Sembilan

26 4 0
                                    

Jarum jam di dinding terus bergerak tanpa ampun. Hannie sudah menghabiskan sepanjang paginya untuk duduk melamun di depan TV, hanya mengisi perut menjelang pukul dua siang, dan pergi mandi setelahnya.

Hannie berdiri di depan cermin berukuran besar yang ada di dalam kamar mandi. Air masih menetes dari rambutnya yang panjang, yang mengeluarkan aroma bunga menyenangkan. Dia memutar tubuhnya ke kanan dan kiri untuk melihat lebih jelas tampilan perutnya saat ini. Memang kehamilannya yang masih awal tidak terlalu terlihat jelas, tapi jika diperhatikan baik-baik, perut Hannie sudah tidak terlalu rata seperti dulu. Tangannya meraba dan mengelus perutnya sendiri. Di dalam perutnya, terdapat kehidupan yang harus dilindungi. Kehidupan yang masih amat sangat baru, yang harus dijaga serta dilindunginya dengan sangat hati-hati. Diluar keinginannya Hannie tersenyum, membayangkan sosok kecil bayi, ukurannya tidak lebih besar dari sebongkah roti, bayi laki-laki atau perempuan yang akan memiliki iris mata yang sama dengannya---berwarna cokelat terang. Atau mungkin, anaknya kelak akan memiliki mata seperti mata Sean? Berwarna hitam dan mengintimidasi siapapun... Akankah Sean menerima anak mereka saat Hannie mengatakan hal yang sebenarnya? Atau justru Sean akan memakinya, menolak, dan membenci Hannie karena sudah menjebaknya? Hannie tidak tahu, dan tidak ingin tahu. Dia tidak akan berkata jujur pada Sean. Dia akan membesarkan anaknya seorang diri. Penghasilannya lebih dari cukup untuk membiayai dirinya sendiri dan bayinya kelak. Lagipula, dia juga baru saja mendapat promosi jabatan. Sedikit banyak itu membantunya, rekening tabungannya setiap bulan semakin terisi dan dia akan menggunakan seluruh uang dalam rekeningnya untuk kebutuhan anaknya kelak.

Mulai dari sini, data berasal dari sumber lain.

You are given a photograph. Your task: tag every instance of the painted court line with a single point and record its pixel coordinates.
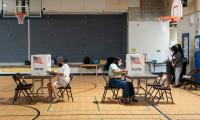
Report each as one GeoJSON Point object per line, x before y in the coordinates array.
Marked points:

Setelah puas berlama-lama memandang bayangannya sendiri di depan cermin, Hannie memakai pakaian terbaiknya, berulang kali memastikan bahwa baju terusan yang dia pilih akan menyembunyikan kehamilannya dengan sangat baik.

Sean sudah menghubunginya kembali tadi sore, berkata bahwa dia akan mengajak Hannie pergi makan malam di sebuah restoran sky dining yang ada di pusat kota. Restoran milik kerabatnya yang baru saja buka.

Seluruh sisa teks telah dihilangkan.